The PTC serves as a key resource in a network of polymer R&D and technical service centers of the recently merged Elf Aquitaine and Totalfina parent companies, reaching from the United States to Europe and Japan. This worldwide group of scientists and technical facilities, located in four countries, specializes in polymers such as polypropylene, polystyrene, polyethylene, polyvinylchloride, polymethylmethacrylate, polyamides and fluoropolymers. The merged companies coordinate their performance polymer R&D on a worldwide basis for synergy, speed and efficiency.

The three Performance Polymer business units represented at the center are:

  • Technical Polymers
  • Atoglas Division
  • Functional Polymers.

Dr. L. Louis Hegedus, vice president Research and Development, Elf Atochem North America, notes that the new center covers the full spectrum of Performance Polymers’ research and development activities, ranging from exploratory lab work through projects in their conceptual, feasibility, developmental and commercialization phases.

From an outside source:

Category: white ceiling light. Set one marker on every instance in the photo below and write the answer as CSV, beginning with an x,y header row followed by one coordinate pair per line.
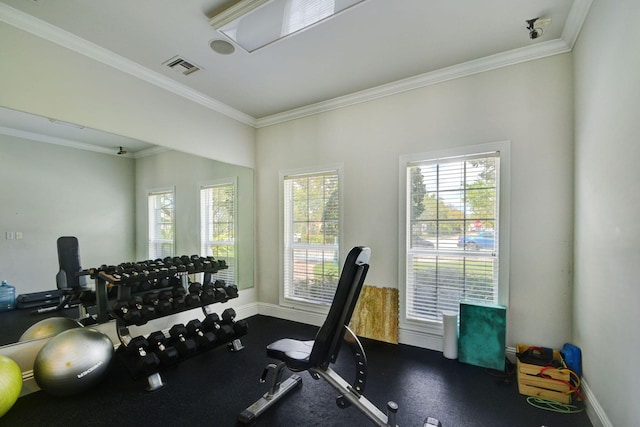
x,y
253,24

According to Rich Rowe, president of Performance Polymers in North America, the company’s fundamental objective is sustaining profitable growth. “We recognize that our customers have choices,” he said at the facility opening. Elf Atochem hopes that the PTC will help achieve this by providing three things: It will bring the company closer to its customers; it will drive innovation; and it will put three technical teams together, creating an energized, motivated group of people.

Rowe says that the center represents an outstanding capability to work more closely with customers in the United States and beyond — developing new technologies and providing technical support. “Our focus is on core markets, where we can deliver measurable, differentiated value,” says Rowe. “In this sense we want to be a significant factor in our customers’ growth and success.”

The facility contains a wide variety of commercial-scale production equipment to support customer operations. In fact, the equipment, located in the high-bay process area of the building, occupies about a third of the facility. In addition, the facility contains several physical-testing and accelerated-weathering laboratories, which support the business units.

Research, development and technical service activities for the Technical Polymers business unit at the PTC seek to broaden the already impressive list of uses for polymers based on fluorochemistry and polyamide technology.

Recent notable developments in adhesive applications emerging from R&D include high-temperature, wash-resistant Platamid® copolyamide resin and Platherm® copolyester resin, which serve as hot melt adhesives for apparel. These resins are applied to interlining fabrics and nonwovens as powders, pellets and dispersions. The interlinings fuse to the fabric face in heated presses. Garments using these constructions have full fashion and form stability, and maintain their form after repeated dry cleaning and washing. Another adhesive development involves combining POLY B-D® resins with asphalt to improve joint sealants for bridges and other construction applications.

The product lines of the Functional Polymers Group include POLY B-D resins (hydroxyl terminated polybutadiene homopolymers), SMA® resins (styrene maleic anhydride copolymers), Orgasol® ultrafine polyamide powders, and functionalized polyolefin copolymers and terpolymers based on ethylene or propylene and modified with acrylate or maleic anhydride groups.

The family of POLY B-D resins includes hydroxyl- and vinyl-terminated polybutadiene homopolymers in addition to products that have epoxide functionality on the backbone. These resins are used to make elastomers that have outstanding low-temperature flexibility and hydrolytic stability, very low moisture-transmission rates, and excellent electrical insulation properties. Typically, the hydroxyl-terminated polybutadiene (HTPB) resins are reacted with isocyanates to yield polyurethanes that find utility in electrical potting and encapsulation, insulating glass window sealants, waterproof membranes and sealants for construction applications, adhesives, and binders for solid rocket motor propellants.